Iran and Hizballah could also attempt to strike at the Aegis ships using a variety of other means:

• Exploding boats. During World War II, the Italian navy used unmanned exploding boats to sink the cruiser HMS York in Suda Bay, Crete. Al-Qaeda used virtually the same technique in its October 2000 suicide attack against the USS Cole in Yemen. Hizballah or Iran could employ these tactics against Aegis ships.

• Small boats, human torpedoes, and midget submarines. Iran and Hizballah could attack Aegis ships using speedboats armed with machine guns, rocket-propelled grenades, 107-millimeter rockets, or mines.
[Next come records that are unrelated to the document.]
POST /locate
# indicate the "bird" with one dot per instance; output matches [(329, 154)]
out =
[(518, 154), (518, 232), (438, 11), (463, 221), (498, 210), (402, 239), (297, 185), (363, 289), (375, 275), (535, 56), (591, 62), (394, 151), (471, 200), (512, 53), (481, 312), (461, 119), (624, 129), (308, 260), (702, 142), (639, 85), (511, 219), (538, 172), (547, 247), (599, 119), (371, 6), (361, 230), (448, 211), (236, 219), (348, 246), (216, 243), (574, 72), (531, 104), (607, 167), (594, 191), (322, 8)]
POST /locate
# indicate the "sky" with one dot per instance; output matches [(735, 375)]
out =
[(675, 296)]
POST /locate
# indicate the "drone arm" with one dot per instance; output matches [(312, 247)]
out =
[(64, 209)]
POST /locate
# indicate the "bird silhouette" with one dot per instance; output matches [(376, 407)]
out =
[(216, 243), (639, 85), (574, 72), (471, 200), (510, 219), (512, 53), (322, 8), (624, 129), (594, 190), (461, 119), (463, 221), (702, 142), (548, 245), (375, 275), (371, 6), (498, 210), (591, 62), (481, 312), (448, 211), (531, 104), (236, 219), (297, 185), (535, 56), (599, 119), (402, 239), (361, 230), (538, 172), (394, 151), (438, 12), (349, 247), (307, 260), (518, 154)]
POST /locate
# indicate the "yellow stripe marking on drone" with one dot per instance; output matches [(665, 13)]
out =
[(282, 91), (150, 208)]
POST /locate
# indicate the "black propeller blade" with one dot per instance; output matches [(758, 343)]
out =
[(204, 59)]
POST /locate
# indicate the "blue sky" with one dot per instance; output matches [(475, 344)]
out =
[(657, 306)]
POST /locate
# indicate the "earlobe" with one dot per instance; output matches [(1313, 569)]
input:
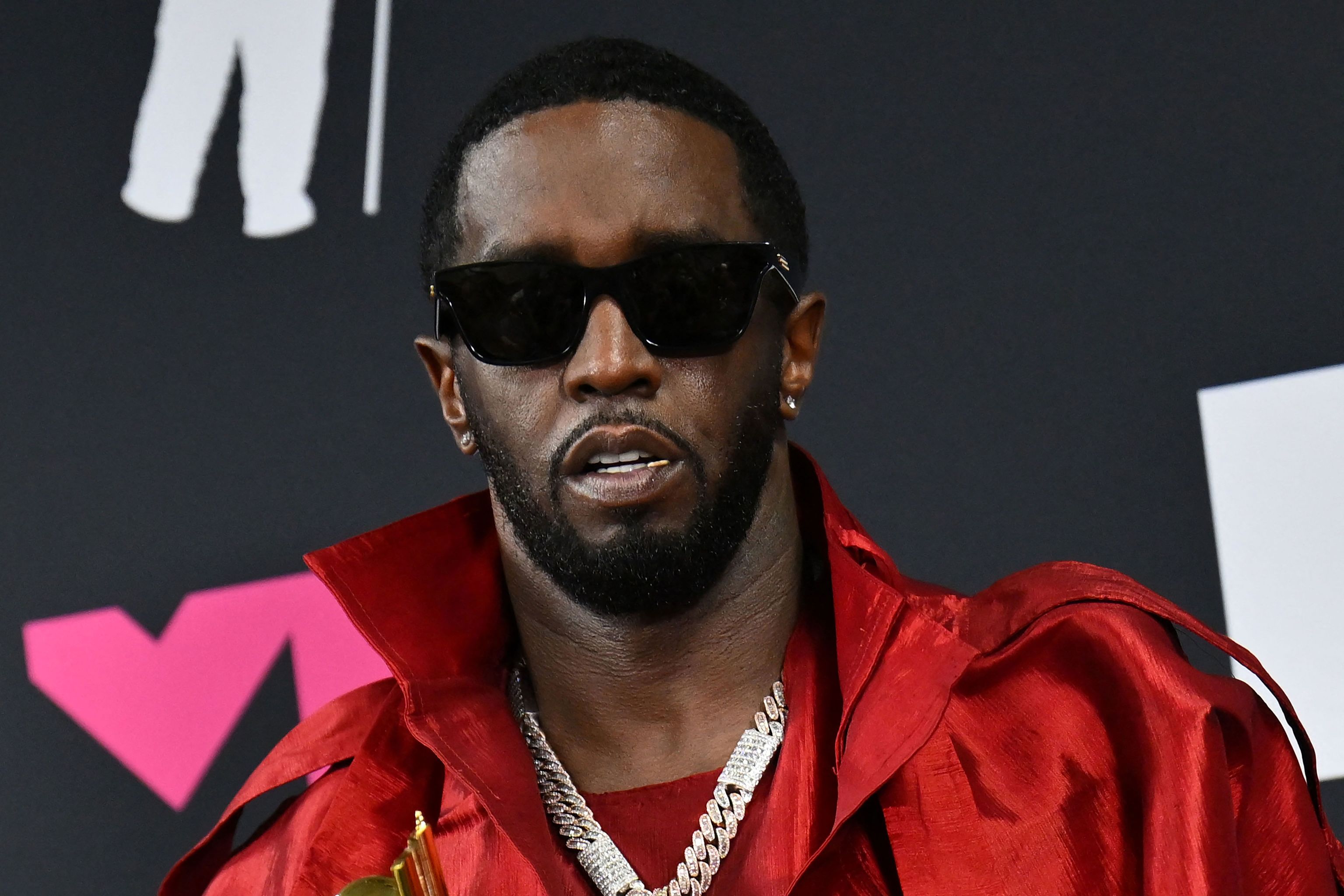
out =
[(440, 364), (802, 344)]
They could also use human torpedoes or midget submarines armed with torpedoes. Iranian forces pioneered swarm attacks during the Iran-Iraq War, though they were not very effective against large ships. Relatively placid seas would permit the use of such vessels far from Lebanese shores, though it is unlikely that Iran and Hizballah could penetrate U.S. defenses.

• Combat UAVs. Although Hizballah’s attempts to use combat UAVs during the 2006 war with Israel were unsuccessful, such weapons could be launched from Lebanon or from boats near the Aegis ships. They are capable of delivering small payloads with precision, though it is unclear whether they could penetrate the close-in defenses of Aegis ships or their escorts in order to attack their sensitive radar arrays.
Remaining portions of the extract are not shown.